Bild: Die AFD abwählen statt jammern
Der Katastrophismus ist eine beliebte Kultur, die speziell von manchen
Haltungslinken gern gepflegt wird. Ein [1][AfD-Landrat] löst bei ihnen
Weimar-Vergleiche und Schoß-ist-fruchtbar-noch-Gerede aus oder bringt den
Evergreen in die heavy rotation zurück, dass „die Deutschen“ Faschismus
einfach im Blut hätten, was ja ironischerweise eine Variante von
Blut-und-Boden-Ideologie ist.
Ich will damit nicht sagen, dass es keine Gründe gäbe, sich Sorgen zu
machen – im Gegenteil. Gerade deshalb suche ich eine Herangehensweise, die
die steigende Nachfrage nach populistischen Parteien, Slogans und Figuren
(AfD, Aiwanger, Wagenknecht) sowie rechts- und linksautoritären
Pseudolösungen ernst nimmt und medial und politisch bearbeitet, statt aus
intellektueller Schwäche zum Multiplikator der Destruktion zu werden.
Dafür darf man die emanzipatorisch-liberaldemokratische Entwicklung der
Bundesrepublik seit 1945 nicht vorauseilend abschreiben, nur weil
irgendwelche Drecksäcke das gern hätten. Es wird aber auch nicht helfen,
Haltung zu beschwören, auf Antifa-Demos zu gehen oder gar „die Mitte“ weit
nach rechts zu schieben oder gleich zu nazifizieren. Mit Letzterem
reduziert man nämlich Nazis nicht, sondern produziert sie.
Etwas weniger dramatisiert kann man von einer zunehmenden Bockigkeit
sprechen in Teilen bisher unauffälliger Milieus, hervorgerufen durch den
Schock des Verlusts der gewohnten „Normalität“ und die Schwierigkeiten von
Regierung, Opposition und Mediengesellschaft, damit umzugehen.
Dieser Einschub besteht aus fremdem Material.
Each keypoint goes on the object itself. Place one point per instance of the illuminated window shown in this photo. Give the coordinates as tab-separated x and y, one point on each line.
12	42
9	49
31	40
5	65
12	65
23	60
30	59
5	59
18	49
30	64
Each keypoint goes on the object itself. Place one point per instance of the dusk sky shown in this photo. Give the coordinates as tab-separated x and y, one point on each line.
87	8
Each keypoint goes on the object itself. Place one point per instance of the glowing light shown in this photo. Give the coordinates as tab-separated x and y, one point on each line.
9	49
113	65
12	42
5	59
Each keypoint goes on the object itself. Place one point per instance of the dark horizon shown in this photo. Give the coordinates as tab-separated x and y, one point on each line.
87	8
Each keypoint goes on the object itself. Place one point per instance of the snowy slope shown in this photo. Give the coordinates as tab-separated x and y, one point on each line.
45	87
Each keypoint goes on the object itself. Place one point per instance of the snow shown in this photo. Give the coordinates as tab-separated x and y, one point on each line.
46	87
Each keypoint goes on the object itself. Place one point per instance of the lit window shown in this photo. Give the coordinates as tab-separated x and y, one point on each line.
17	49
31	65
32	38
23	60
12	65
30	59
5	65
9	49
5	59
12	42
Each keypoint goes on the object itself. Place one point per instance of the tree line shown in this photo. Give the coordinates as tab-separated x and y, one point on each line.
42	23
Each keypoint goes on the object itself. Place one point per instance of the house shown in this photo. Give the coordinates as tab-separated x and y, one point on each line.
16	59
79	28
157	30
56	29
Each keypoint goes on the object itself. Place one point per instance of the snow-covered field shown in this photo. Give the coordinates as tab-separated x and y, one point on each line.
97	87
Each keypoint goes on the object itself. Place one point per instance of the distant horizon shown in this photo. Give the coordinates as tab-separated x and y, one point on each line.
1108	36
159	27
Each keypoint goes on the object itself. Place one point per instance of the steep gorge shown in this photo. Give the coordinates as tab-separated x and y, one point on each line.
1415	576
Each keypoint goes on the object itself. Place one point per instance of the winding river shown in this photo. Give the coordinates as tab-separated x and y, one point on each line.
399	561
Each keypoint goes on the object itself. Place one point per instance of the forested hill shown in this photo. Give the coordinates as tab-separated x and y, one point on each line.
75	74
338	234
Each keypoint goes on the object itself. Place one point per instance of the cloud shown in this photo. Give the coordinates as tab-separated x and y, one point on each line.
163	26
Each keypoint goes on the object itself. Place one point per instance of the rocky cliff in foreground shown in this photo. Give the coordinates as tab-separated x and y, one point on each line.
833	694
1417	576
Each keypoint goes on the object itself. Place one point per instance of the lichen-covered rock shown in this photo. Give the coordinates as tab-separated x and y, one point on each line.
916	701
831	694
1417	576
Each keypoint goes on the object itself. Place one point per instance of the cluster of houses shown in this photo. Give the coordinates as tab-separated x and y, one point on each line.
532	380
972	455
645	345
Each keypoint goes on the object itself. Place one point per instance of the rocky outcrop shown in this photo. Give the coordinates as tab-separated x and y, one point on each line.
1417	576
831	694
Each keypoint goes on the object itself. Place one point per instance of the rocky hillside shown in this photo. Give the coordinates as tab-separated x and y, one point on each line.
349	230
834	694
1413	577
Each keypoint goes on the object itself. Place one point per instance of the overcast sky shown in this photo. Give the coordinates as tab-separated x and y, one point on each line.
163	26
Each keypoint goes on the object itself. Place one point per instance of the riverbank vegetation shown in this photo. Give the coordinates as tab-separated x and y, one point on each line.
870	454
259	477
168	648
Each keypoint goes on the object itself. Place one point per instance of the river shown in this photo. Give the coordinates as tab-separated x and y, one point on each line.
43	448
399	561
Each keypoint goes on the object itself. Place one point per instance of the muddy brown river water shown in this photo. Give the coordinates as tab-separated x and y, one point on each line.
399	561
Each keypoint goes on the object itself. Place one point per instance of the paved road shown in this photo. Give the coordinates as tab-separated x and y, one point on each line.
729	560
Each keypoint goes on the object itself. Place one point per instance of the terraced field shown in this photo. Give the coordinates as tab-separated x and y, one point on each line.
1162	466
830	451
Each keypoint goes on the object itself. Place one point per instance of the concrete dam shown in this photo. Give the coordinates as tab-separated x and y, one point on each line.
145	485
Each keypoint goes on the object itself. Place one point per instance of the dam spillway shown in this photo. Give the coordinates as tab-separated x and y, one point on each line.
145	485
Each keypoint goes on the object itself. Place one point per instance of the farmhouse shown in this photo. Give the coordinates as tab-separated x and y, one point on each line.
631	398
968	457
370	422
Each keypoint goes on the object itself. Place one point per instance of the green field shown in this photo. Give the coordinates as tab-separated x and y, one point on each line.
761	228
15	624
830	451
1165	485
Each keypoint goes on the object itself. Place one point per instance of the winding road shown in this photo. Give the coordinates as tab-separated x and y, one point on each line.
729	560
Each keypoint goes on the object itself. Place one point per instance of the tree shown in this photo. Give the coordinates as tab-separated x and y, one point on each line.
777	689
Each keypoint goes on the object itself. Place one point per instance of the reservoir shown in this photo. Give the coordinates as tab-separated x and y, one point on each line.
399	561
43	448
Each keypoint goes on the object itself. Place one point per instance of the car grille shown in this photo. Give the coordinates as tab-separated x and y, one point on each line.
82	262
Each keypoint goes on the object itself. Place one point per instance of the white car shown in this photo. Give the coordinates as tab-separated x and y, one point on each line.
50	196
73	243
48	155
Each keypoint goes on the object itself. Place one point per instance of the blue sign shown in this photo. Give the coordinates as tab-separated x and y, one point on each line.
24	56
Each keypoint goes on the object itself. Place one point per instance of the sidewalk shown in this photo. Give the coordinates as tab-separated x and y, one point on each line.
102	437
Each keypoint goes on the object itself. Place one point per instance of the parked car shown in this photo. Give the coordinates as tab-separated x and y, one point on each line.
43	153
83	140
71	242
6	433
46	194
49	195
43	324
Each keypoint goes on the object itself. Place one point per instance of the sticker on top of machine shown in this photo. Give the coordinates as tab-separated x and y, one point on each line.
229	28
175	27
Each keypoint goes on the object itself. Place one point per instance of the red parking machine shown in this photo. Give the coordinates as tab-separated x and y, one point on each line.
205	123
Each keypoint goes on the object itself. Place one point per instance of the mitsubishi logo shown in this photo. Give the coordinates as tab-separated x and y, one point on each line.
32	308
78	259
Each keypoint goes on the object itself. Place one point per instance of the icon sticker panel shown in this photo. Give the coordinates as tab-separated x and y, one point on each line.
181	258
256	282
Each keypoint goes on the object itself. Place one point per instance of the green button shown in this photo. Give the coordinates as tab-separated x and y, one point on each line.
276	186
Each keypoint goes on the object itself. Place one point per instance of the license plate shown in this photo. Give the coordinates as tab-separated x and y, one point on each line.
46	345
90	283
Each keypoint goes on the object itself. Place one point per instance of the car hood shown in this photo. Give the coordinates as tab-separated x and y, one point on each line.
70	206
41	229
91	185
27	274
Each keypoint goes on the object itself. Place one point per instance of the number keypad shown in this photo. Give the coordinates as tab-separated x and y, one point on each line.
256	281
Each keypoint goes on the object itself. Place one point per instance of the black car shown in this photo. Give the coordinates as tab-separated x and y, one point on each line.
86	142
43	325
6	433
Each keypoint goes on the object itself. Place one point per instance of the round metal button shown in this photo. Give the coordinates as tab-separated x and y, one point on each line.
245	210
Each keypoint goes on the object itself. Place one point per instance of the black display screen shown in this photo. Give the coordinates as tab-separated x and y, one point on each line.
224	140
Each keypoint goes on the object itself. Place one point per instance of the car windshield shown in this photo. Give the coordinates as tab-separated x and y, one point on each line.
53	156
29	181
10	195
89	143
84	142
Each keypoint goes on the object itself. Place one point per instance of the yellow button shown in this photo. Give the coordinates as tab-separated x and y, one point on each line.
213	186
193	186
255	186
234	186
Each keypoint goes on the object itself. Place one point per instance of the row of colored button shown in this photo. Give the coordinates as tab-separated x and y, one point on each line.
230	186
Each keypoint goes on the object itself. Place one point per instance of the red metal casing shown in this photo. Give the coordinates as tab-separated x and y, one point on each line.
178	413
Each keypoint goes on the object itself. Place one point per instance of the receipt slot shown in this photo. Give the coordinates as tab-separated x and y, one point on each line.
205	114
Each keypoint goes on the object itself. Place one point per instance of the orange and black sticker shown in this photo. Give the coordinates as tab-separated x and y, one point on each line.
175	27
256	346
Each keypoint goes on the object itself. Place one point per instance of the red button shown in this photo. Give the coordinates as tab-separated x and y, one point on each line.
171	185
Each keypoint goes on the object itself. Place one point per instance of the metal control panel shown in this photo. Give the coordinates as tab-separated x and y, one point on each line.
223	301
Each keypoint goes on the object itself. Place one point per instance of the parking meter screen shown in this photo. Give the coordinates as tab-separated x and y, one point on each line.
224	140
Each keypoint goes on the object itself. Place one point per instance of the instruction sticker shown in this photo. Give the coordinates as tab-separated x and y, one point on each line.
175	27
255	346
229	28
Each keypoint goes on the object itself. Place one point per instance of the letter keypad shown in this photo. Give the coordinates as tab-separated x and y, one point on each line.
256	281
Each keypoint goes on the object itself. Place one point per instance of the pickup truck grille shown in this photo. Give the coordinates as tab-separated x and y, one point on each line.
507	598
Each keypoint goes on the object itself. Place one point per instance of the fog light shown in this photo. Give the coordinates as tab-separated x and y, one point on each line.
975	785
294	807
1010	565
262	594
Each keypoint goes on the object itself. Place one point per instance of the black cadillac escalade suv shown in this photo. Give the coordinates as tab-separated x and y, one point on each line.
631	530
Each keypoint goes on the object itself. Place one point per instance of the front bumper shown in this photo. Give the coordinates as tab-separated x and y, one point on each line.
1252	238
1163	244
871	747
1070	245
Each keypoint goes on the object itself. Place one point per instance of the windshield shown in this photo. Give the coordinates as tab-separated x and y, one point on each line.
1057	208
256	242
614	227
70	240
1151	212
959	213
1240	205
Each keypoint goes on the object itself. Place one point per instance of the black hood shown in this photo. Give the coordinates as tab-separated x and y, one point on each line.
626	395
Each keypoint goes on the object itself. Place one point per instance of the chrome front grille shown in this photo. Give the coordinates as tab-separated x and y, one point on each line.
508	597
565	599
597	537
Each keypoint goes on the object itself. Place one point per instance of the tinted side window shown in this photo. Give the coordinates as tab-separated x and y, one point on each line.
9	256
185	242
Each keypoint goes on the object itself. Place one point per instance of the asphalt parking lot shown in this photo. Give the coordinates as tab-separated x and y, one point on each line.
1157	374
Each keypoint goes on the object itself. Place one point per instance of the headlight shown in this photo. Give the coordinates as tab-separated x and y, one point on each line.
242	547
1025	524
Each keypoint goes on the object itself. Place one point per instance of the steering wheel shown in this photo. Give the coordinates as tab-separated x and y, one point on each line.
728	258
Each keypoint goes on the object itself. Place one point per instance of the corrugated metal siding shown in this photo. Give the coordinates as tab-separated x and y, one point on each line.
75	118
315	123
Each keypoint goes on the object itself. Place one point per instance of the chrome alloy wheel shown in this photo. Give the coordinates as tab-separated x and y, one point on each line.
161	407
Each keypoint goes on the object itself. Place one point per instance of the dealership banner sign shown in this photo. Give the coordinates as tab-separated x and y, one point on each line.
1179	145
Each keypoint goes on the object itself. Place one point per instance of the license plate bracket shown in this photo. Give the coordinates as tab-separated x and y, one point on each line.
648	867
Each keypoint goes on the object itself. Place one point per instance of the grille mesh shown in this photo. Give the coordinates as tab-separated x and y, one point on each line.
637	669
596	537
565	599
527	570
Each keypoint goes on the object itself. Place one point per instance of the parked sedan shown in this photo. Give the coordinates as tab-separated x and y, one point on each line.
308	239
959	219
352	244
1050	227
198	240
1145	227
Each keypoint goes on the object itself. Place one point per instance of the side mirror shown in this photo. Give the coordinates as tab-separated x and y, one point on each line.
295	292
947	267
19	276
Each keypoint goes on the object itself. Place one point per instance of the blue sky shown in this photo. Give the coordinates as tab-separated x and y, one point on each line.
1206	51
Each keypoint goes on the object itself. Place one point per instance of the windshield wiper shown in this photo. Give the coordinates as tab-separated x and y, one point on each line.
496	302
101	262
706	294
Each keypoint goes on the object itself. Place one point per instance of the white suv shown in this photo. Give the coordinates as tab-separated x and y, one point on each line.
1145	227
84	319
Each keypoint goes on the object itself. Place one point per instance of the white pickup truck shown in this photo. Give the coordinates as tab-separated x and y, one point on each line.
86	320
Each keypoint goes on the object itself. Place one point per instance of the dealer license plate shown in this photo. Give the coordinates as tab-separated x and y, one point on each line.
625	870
## Grüne-sind-schuld-Fantasy
Daraus entwickelt sich Zustimmung für Sündenbock-Rhetorik und an
Problemlösungen komplett desinteressierter Politik – von Trump, Le Pen,
Meloni über AfD zu Aiwanger. Das wiederum hat zur Folge, dass Protagonisten
der liberaldemokratisch-europäischen CDU/CSU (Söder, Merz) derzeit zu
Hybriden geworden sind, [2][die mit einer inhaltlich und stilistisch
erbärmlichen Grüne-sind-schuld-Fantasy] das Werte- und Politikfundament
dementieren, auf dem die Partei aufgebaut ist.
Warum nimmt die Union nicht den Wettbewerb [3][um das moderne Bürgertum
auf], das der Motor und Resonanzraum der Habeck-, Kretschmann- und
Al-Wazir-Grünen geworden ist? Offenbar hat sie das nicht drauf. Und (warum)
lässt sich das konservativ-liberale Bürgertum in Bayern diesen unwürdigen
Politik-Klamauk von Markus Söder bieten und [4][seine politische Ankettung
an den Populisten Aiwanger] und dessen Anti-Zukunftspolitik? Der
Classic-Linke wird sagen: Weil die halt alle rechts sind und schlimm.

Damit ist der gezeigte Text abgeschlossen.